Monoid

If a, b, and c are elements of a monoid then (ab)c = a(bc) so we can unambiguously write abc. This is the basis of the map-reduce algorithm. To compute abcd we can compute e = (ab) and f = (cd) independently then ef to get the final result. Monoids are also used for pivot tables. The partial calculations e and f are aggregations of the of the entire data set a, b, c, and d. This becomes more interesting when many data values are involved.

A moniod is a set M with a binary operation m\colon M\times M\to M that is associative and has an identity element e. A binary operation m is associative if m(m(a,b),c) = m(a,m(b,c)), a,b,c\in M. Writing ab for m(a,b) this means (ab)c = a(bc), so writing abc is unambiguous. An identity element e satisfies ea = a = ae for a\in M.

A semigroup is a set with a binary associative operation. A semigroup can be turned into a monoid by adding an identity element. If S is a semigroup let M = S\cup\{e\} (where e\notin S) and define se = s = es for s\in S.

Examples

Let M be the set of real numbers \boldsymbol{R}. Addition and multiplication are commutative with identity 0 and 1 respectivly. Minimum and maximum are commutative with identity \infty and -\infty respectively.

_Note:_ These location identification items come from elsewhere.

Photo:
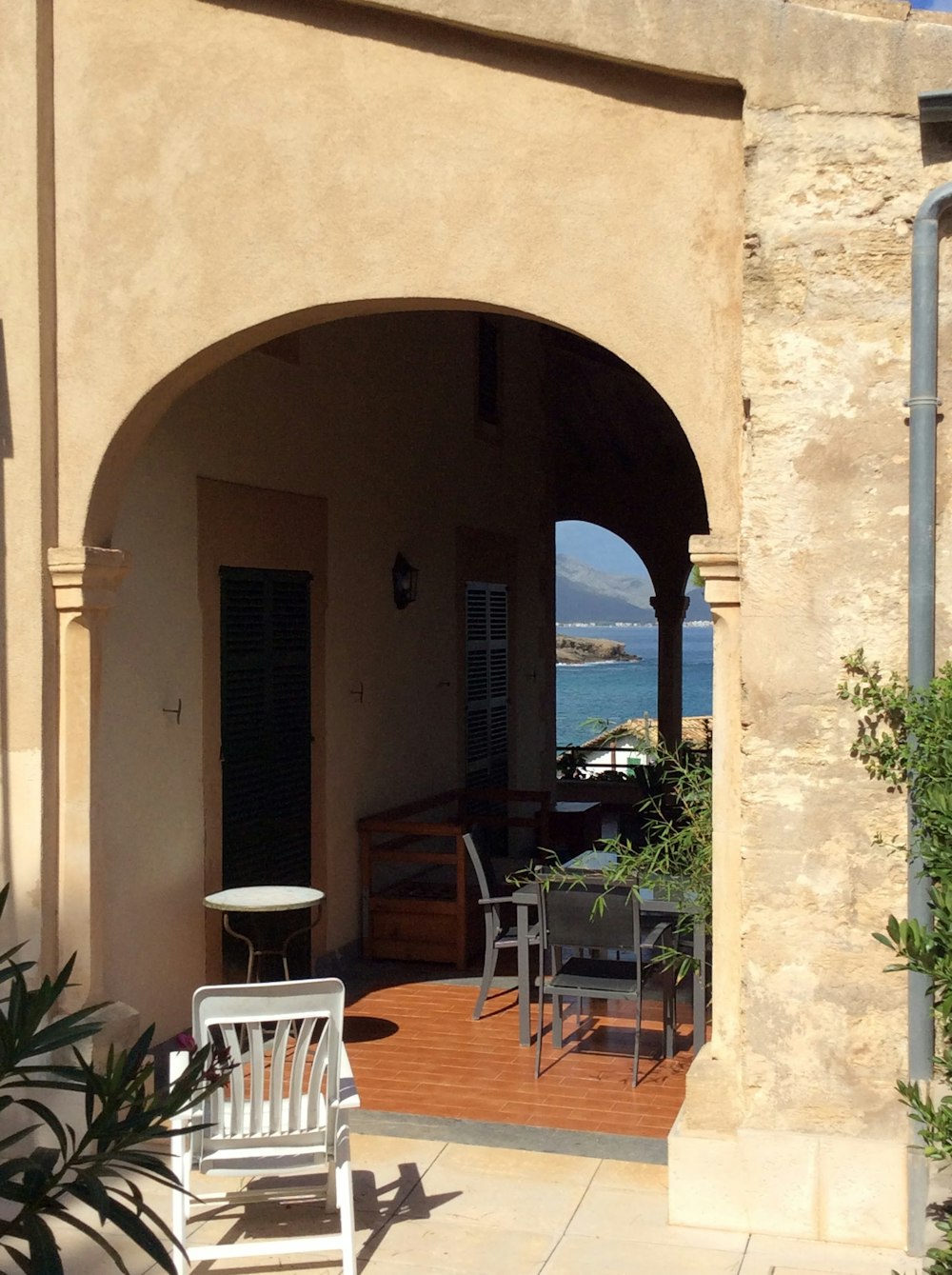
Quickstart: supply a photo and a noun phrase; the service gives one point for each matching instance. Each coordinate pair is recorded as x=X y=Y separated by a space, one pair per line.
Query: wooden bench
x=426 y=908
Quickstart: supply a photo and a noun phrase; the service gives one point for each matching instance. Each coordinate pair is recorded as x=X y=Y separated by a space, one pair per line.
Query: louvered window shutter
x=266 y=727
x=487 y=685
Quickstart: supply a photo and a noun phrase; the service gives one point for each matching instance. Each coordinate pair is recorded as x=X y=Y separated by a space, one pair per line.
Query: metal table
x=653 y=901
x=260 y=899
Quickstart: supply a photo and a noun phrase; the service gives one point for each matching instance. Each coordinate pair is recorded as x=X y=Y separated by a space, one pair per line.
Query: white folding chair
x=283 y=1112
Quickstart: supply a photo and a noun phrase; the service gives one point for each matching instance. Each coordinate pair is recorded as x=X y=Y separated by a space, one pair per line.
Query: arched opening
x=605 y=594
x=450 y=440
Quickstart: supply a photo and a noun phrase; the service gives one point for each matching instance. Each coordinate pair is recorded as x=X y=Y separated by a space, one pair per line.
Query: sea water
x=617 y=691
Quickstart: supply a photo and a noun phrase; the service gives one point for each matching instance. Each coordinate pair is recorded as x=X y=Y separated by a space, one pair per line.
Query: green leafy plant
x=46 y=1165
x=905 y=740
x=676 y=843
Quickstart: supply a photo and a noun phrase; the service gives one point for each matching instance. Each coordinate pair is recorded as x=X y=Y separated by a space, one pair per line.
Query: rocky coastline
x=589 y=650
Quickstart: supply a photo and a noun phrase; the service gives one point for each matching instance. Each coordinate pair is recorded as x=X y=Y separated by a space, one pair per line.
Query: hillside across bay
x=587 y=650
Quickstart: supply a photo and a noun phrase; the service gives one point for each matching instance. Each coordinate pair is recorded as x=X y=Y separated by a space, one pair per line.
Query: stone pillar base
x=807 y=1185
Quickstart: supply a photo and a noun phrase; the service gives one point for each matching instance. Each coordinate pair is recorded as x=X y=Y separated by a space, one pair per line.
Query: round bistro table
x=266 y=898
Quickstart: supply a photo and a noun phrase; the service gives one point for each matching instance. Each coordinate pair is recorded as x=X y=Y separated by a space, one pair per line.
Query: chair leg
x=670 y=1007
x=346 y=1197
x=488 y=971
x=180 y=1205
x=557 y=1022
x=638 y=1042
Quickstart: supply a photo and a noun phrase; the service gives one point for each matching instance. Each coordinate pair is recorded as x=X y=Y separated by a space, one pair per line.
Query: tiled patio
x=435 y=1207
x=416 y=1049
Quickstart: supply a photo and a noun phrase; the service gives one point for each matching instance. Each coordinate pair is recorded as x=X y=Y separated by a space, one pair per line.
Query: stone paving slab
x=440 y=1207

Subsets of a set M are a commutative monoid under union and intersection with identity \emptyset and M respectively.

String concatenation forms a non-commutative monoid with identity element the empty string.

Categories with a single object form a monoid. A (small) category is a partial monoid with left and right identities. A category \mathbf{C} has a partial binary operation \circ\colon\mathbf{C}\times\mathbf{C}\rightharpoonup\mathbf{C} and for every f\in\mathbf{C} there exist right and left identities {}_f e\in\mathbf{C} with f\circ {}_f e = f and e_f\in\mathbf{C} with e_f\circ f = f. Using the usual category theory notation f\colon A\to B where A and B are objects with arrow f we can identify {_f}e with A = \operatorname{dom}f and e_f with B = \operatorname{cod}f. Objects are determined by arrows in category theory.

Aggregation

If M is a commutative monoid let M^+ be the collection of all finite subsets of M. Define a function m^+\colon M^+\to M by m^+(\{m_1,\ldots,m_n\}) = m_1 \cdots m_n when m_j are distinct and m^+(\emptyset) = e, the monoid identity.

Exercise. Show this is well-defined.

Hint: This requires M to be commutative.

We can define a binary operation on disjoint finite subsets of M to M by {m^+(A,B) = m^+(A\cup B)}.

Exercise. If A,B\subseteq M are finite disjoint subsets show {m^+(A,B) = m^+(A)m^+(B)}.

Exercise. If A,B,C\subseteq M are finite pairwise-disjoint subsets show m^+(m^+(A, B), C) = m^+(A, m^+(B,C)).

Since m^+(\emptyset, A) = A = m^+(A, \emptyset) this shows finite disjoint subsets of a monoid form a monoid with identity \emptyset.

The Kleene star of M is the union of all finite sequences of elements of M, M^* = \cup_{n\ge0} M^n where M^n = \{(m_1,\dots,m_n)\mid m_j\in M\}. Define m^*\colon M^*\to M by m^*((m_1,\ldots,m_n)) = m_1 \cdots m_n and m^*(()) = e, the monoid identity.

Exercise. Show M^* is a monoid under m^* with identity (()).

Equivalence Relation

Equivalence relations are a generalization of equality. Equality satisfied a = a, if a = b then b = a and if a = b and b = c then a = c.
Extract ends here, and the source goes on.